By comparison, the H-share index fell 0.03 per cent while the Hang Seng Index closed with a gain of 0.7 per cent.

The Changsha, Hunan-based metal producer on Tuesday night said a substantial decrease in the average selling price of zinc products in the first six months of this year would affect its earnings, without giving any figures.

In the first half of last year, Hunan Nonferrous reported net earnings of 504 million yuan (HK$573.5 million).

However, for the full year, its profit shrank to 315 million yuan because of a provision for its zinc inventory after a price slump.

The price of zinc, a material to galvanize steel, slumped 35 per cent in London in the first half from a year ago as global supplies outstripped demand.

Analysts said the snowstorms early this year also hurt Hunan Nonferrous as some of its plants suspended production.

Shares in other metals stocks also fell yesterday on concerns the slowing global economic growth will cut demand.

Xinjiang Xinxin Mining Industry plummeted 11.08 per cent to settle at HK$3.05 while China Molybdenum lost 7.2 per cent to close at HK$5.41.

Gold producers Lingbao Gold dropped 9.24 per cent to HK$2.26 while Zhaojin Mining Industry fell 9.1 per cent to HK$7.09.

Steelmakers Angang Steel was down 5.41 per cent at HK$12.24 and Chongqing Iron & Steel slipped 6.16 per cent to HK$2.74.

'Recent pullbacks in commodity prices have been much more severely dealt with in equity markets.
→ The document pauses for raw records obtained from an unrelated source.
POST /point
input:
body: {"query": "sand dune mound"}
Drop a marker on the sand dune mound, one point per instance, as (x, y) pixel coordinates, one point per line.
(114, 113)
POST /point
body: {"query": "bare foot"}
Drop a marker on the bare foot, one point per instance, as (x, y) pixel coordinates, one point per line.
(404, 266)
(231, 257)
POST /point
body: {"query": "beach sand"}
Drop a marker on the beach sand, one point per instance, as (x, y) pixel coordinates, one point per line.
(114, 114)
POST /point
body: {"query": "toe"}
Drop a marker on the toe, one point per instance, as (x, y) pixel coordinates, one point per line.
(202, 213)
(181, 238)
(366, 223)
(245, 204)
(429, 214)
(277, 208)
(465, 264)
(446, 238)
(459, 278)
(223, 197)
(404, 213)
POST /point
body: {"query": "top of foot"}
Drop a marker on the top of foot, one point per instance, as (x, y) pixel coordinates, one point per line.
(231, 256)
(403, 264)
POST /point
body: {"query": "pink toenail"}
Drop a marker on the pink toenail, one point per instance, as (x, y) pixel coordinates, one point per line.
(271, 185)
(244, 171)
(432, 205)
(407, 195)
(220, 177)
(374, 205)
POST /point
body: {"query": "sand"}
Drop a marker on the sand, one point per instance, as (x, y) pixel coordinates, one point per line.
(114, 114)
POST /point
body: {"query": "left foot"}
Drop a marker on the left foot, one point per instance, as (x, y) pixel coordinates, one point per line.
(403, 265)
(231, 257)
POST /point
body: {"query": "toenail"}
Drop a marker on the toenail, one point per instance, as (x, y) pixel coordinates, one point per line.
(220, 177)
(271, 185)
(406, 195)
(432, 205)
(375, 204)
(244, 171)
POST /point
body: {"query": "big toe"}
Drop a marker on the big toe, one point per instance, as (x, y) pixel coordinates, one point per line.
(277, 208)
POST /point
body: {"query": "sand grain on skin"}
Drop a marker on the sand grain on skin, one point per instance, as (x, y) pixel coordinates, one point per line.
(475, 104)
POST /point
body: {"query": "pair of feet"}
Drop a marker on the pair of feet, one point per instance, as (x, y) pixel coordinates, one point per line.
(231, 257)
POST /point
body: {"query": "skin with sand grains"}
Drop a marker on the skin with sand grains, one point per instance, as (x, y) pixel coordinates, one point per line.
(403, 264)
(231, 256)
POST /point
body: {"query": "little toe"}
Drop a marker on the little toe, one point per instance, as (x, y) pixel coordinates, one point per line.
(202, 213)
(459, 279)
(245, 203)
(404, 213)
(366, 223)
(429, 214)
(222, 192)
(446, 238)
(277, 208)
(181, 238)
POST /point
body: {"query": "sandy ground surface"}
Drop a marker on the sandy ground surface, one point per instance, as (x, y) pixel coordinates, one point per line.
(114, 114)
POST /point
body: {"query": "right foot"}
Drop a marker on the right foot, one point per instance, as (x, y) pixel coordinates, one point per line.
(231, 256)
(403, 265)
This reflects an increasing nervousness among investors,' said Citigroup analysts Alan Heap and Alex Tonks.

Demand for commodities was expected to slacken in the United States and Europe where growth was slowing, but the domestic economy would be robust enough to support demand, Citigroup said.

It expects commodities with severe supply constraints - coal, copper and aluminium - to outperform others.